R Implementation Notes

Version 1

    R is an open source software programming language and a software environment for statistical computing and graphics. If Tableau Desktop (version 8.1 and later) has a connection to an Rserve server, which is a server that allows applications to access R functionality, you can use a set of four functions to pass R expressions to an Rserve server and obtain a result. Similarly, if you upload a workbook that contains R functionality to Tableau Server, then Tableau Server must have a connection to an Rserve server. See R Connection, in the Tableau Desktop help, for details. R is not supported for Tableau Online or Tableau Reader.

     

    This post describes how to install, run, and configure Rserve. It also discusses Optimizing R Scripts and R Security.

     

    To install Rserve

    1. Go to http://cran.r-project.org/bin/windows/base/, and download the current version of R for Windows.

    2. Run the downloaded executable to install the R package.

    3. Open an R console window—for example, by choosing R > Rx64 3.0.2 from the Start menu.

      Version numbers are subject to change.

    4. In the R console, type:

      install.packages("Rserve")

    5. When prompted to select a CRAN mirror, select a location near you.

    6. Note the location to which the package has been downloaded.

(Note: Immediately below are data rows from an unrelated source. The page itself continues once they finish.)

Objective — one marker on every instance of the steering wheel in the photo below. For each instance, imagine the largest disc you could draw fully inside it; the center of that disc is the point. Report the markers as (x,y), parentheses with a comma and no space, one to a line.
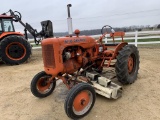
(103,31)
(18,15)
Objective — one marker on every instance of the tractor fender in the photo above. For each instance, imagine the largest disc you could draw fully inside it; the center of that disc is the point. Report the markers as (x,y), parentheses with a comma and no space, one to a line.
(5,34)
(118,48)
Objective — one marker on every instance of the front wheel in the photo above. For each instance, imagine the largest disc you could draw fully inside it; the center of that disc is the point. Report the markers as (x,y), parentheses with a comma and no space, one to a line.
(41,86)
(127,64)
(80,100)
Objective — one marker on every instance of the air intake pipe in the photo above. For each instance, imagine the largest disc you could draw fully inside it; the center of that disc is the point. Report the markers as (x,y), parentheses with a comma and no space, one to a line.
(69,21)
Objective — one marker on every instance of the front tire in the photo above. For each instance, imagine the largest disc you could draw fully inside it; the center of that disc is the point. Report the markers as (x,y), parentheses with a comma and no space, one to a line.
(40,87)
(15,50)
(79,101)
(127,64)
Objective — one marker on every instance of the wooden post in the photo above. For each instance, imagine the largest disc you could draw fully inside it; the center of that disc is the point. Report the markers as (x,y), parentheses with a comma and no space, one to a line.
(136,37)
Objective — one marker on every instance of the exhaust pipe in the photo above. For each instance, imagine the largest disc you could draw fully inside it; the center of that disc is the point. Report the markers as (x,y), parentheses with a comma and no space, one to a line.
(69,21)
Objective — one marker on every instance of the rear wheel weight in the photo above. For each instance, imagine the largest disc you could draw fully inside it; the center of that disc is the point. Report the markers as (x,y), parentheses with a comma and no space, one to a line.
(127,64)
(15,50)
(80,100)
(40,87)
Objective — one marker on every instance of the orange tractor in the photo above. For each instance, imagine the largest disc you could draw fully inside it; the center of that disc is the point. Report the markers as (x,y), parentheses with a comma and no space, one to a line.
(78,61)
(14,47)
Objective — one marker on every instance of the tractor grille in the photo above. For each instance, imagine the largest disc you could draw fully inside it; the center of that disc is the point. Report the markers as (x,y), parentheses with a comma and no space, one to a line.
(48,56)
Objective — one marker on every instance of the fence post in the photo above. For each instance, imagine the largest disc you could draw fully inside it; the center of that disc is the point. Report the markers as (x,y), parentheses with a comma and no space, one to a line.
(136,37)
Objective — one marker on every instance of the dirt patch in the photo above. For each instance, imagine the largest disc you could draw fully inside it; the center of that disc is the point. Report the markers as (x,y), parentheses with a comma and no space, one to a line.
(140,101)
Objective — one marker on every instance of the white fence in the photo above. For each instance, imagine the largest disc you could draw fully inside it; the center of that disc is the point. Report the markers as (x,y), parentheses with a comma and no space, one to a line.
(136,36)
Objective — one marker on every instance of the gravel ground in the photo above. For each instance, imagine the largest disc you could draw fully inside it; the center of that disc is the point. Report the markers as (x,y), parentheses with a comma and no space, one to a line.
(140,101)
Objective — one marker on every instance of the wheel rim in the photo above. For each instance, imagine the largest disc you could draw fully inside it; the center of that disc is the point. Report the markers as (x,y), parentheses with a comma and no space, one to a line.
(82,102)
(15,51)
(131,64)
(43,86)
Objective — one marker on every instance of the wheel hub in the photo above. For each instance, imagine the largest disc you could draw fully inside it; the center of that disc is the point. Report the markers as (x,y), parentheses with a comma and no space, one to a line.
(81,101)
(43,85)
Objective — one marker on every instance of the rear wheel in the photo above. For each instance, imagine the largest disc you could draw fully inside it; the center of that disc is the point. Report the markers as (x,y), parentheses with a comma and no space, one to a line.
(80,100)
(127,64)
(15,50)
(41,86)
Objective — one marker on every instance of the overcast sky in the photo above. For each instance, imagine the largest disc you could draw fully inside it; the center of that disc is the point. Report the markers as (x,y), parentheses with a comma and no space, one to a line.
(86,14)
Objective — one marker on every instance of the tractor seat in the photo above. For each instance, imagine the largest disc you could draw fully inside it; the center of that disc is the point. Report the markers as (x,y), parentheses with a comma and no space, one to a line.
(111,44)
(108,53)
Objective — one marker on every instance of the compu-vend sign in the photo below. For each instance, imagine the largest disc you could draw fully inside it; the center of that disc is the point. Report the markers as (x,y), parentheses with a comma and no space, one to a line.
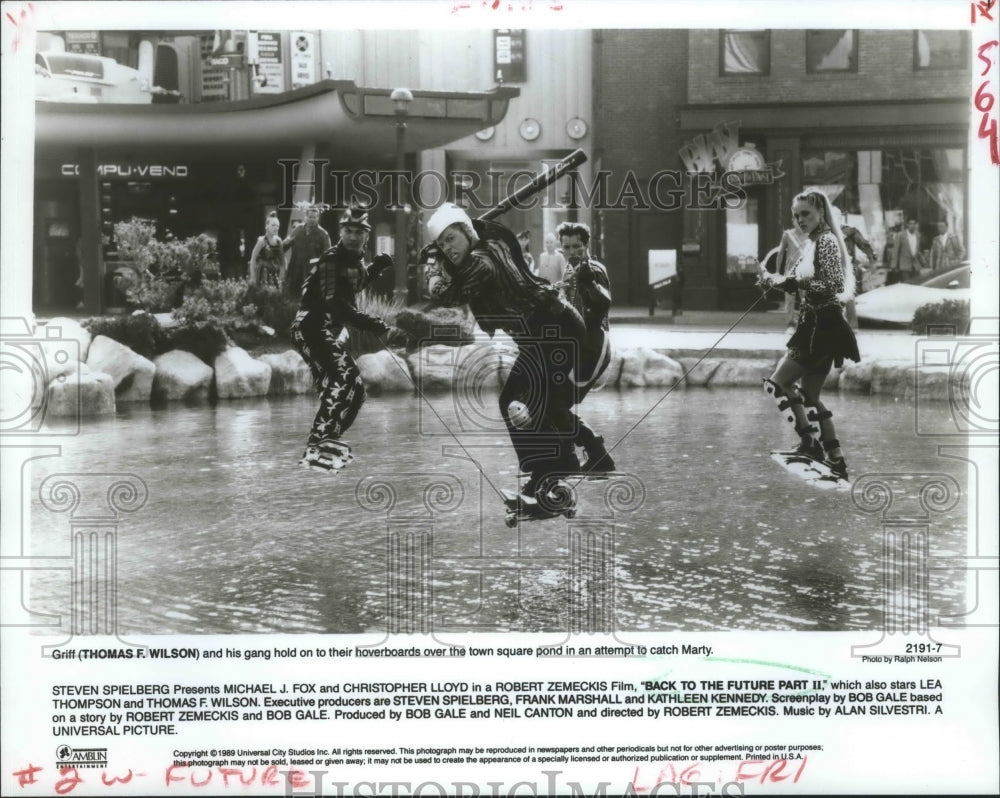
(720,151)
(129,170)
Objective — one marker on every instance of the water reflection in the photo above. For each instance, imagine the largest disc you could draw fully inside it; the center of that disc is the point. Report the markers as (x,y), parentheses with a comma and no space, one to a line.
(236,538)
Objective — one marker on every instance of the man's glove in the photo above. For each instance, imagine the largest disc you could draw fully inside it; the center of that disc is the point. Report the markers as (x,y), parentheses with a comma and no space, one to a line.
(431,252)
(381,263)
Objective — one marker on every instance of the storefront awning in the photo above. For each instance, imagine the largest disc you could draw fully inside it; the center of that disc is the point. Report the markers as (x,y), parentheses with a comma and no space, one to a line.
(357,121)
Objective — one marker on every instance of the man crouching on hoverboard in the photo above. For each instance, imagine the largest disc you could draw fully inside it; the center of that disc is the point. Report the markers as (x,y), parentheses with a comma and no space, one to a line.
(482,266)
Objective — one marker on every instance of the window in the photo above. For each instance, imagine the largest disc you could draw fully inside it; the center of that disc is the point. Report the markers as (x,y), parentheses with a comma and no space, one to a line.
(940,49)
(831,51)
(877,190)
(745,52)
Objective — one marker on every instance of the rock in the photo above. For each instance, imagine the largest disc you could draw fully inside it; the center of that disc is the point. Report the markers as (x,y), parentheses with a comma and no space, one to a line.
(239,376)
(440,367)
(137,386)
(437,325)
(742,372)
(181,375)
(111,357)
(66,332)
(79,394)
(647,367)
(385,372)
(699,372)
(290,374)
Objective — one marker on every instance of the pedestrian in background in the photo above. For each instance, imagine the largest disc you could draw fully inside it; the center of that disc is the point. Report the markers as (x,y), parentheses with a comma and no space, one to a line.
(947,251)
(551,263)
(586,286)
(267,261)
(524,239)
(822,337)
(307,241)
(906,254)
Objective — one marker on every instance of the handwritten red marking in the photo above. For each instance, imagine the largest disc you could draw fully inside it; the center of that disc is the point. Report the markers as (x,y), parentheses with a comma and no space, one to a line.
(21,26)
(771,772)
(119,779)
(70,778)
(983,9)
(984,102)
(27,776)
(763,771)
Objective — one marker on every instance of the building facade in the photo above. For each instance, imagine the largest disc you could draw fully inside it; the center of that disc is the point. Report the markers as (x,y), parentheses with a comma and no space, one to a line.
(218,128)
(878,120)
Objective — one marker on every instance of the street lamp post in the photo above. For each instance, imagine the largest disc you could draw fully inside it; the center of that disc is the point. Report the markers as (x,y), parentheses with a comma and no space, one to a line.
(401,99)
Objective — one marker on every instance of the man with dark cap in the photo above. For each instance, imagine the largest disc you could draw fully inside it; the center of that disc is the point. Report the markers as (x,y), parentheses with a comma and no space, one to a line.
(481,264)
(307,242)
(586,286)
(328,304)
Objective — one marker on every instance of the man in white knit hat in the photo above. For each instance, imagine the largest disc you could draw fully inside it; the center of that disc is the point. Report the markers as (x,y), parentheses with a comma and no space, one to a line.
(480,263)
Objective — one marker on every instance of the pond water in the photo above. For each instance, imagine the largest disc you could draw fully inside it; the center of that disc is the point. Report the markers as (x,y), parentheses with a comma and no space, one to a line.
(704,533)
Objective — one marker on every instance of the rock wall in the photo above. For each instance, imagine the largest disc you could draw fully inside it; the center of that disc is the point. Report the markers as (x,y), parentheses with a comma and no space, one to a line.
(90,377)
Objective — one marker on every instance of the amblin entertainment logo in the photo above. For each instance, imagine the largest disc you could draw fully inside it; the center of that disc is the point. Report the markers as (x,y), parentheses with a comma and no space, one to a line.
(68,757)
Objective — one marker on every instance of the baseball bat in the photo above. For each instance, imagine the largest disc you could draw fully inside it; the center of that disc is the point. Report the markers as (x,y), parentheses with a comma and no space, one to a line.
(540,182)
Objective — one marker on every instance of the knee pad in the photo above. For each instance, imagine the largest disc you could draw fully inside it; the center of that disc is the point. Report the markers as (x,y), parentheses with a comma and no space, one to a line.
(783,400)
(519,415)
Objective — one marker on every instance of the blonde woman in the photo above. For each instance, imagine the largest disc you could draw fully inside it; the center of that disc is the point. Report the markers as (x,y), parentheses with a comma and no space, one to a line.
(267,261)
(822,337)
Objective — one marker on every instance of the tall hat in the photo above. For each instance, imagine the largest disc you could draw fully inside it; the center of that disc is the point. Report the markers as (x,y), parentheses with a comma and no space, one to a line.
(355,217)
(445,216)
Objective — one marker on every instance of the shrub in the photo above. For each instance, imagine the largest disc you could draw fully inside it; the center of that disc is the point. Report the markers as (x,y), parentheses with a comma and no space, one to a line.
(216,299)
(272,307)
(363,342)
(953,313)
(206,340)
(162,269)
(141,332)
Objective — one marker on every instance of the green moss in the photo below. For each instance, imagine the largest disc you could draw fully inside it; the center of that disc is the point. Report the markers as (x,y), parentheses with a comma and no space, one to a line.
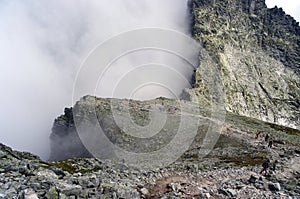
(69,166)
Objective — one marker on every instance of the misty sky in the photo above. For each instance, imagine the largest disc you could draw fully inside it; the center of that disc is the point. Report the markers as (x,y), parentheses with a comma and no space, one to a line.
(44,42)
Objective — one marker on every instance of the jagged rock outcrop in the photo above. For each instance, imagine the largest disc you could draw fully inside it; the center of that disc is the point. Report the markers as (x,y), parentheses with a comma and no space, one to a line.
(257,52)
(231,170)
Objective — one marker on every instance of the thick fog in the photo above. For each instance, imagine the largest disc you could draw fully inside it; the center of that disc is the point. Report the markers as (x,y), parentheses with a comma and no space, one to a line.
(42,46)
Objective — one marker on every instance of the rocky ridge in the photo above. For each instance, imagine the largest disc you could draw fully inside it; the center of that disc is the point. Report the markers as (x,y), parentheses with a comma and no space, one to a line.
(256,51)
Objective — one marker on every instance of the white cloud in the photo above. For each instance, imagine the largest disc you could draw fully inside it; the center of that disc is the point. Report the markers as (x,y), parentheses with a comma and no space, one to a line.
(43,43)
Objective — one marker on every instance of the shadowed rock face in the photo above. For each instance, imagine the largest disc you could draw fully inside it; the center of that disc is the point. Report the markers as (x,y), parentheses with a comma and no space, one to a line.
(257,52)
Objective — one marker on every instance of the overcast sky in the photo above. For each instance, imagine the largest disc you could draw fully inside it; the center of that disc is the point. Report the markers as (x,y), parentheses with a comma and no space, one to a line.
(291,7)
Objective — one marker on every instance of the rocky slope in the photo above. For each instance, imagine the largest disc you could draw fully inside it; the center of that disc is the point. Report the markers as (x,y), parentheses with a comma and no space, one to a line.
(231,170)
(257,52)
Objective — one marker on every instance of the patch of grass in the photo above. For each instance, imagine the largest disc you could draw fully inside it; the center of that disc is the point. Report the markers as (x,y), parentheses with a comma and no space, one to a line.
(68,165)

    7. Unzip the Rserve package ("Extract all files.")

    8. Add the directory containing R.dll to your path environment variable. For example, C:\Program Files\R\R-3.0.2\bin\x64.

    To run Rserve

    Enter a series of commands like the following:

    setwd("C:/Program Files/R/R-3.0.2/bin/x64")

    library(Rserve)

    Rserve()

     

    The setwd command sets the working directory for the R, so that Rserve knows where to look for the .cfg file and the authentication file.

    When you run Rserve from the R Console, it remains resident in memory, and is able to serve requests from Tableau workbooks even if you close the R Console. You can use Windows Task Manager to verify that Rserve is running.

     

    Alternatively, you can run Rserve directly from Windows, without using the R Console, by executing Rserve.exe.

     

    After you do so, you see a message in a command prompt window that reads:

    Rserve: Ok, ready to answer queries.

     

    When you close the command prompt window, Rserve terminates as well.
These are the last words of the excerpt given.